Bureaucracy grows, travel rises, deficit deepens
Cheryl Bowman, The Rural Alberta Report
October 25, 2025

Canadian Politcs
Since taking office on March 14, 2025, Prime Minister Mark Carney has spent much of his first eight months abroad, visiting France, the United Kingdom, Germany, Poland, Latvia, Belgium, the Netherlands, Italy, Vatican City, the United States, Mexico, Egypt, Malaysia, Singapore and South Korea. During that time, he has attended only 16 sitting days in the House of Commons.
While the prime minister has been overseas, Ottawa has expanded its bureaucracy through a series of new agencies and offices. The Defence Investment Agency was launched Oct. 2, 2025, while the proposed Canada Financial Crimes Agency is receiving $2 million in initial funding over two years, alongside nearly $90 million to strengthen the Financial Transactions and Reports Analysis Centre of Canada. A response group has also been established to manage the closure of General Motors’ Ingersoll facility, and a new housing agency will administer a $13-billion affordable construction fund.
Canada’s federal workforce has grown about 43 per cent since 2015 — from roughly 257,000 to more than 367,000 employees — as new programs and oversight layers multiply. The latest proposal for the federal government to prepare Canadians’ tax returns is expected to expand that number further. Critics say the result is added red tape and higher costs, with limited economic return.
Carney’s government has also shifted the federal budget cycle, moving its release to the fall instead of the spring, and dividing expenditures between operational and capital categories. Both, however, remain taxpayer-funded spending.
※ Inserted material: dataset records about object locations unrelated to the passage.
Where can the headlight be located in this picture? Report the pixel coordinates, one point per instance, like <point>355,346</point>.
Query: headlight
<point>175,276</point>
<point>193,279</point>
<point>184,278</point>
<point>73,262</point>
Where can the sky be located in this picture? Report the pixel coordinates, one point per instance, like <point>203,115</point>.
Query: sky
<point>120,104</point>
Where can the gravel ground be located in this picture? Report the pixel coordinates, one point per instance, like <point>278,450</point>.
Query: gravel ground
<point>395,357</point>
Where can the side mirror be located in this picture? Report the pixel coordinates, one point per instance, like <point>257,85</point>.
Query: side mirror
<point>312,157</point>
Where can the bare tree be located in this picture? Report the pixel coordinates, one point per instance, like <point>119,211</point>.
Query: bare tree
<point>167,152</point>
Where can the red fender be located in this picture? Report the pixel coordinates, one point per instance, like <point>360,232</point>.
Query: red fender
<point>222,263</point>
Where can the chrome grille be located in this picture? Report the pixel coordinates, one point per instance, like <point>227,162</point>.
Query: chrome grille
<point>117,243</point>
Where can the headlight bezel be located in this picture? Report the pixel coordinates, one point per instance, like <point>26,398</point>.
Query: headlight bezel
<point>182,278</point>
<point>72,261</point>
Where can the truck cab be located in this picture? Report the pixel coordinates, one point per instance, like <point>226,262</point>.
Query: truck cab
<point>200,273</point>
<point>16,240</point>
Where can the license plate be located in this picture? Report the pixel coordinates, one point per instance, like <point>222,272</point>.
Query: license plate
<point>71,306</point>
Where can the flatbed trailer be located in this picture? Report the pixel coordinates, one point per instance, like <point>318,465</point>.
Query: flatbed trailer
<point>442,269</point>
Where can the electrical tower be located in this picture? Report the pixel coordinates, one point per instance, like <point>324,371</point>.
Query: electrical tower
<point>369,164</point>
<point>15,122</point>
Economists project one of Canada’s largest peacetime deficits for the 2025-26 fiscal year, ranging between $70 billion and $100 billion, as commitments to defence, housing and infrastructure continue to push expenditures higher than growth.
Eight months into Carney’s tenure, the pattern is clear: more travel, more bureaucracy and a growing deficit. The government has expanded in size and cost, but measurable results remain limited.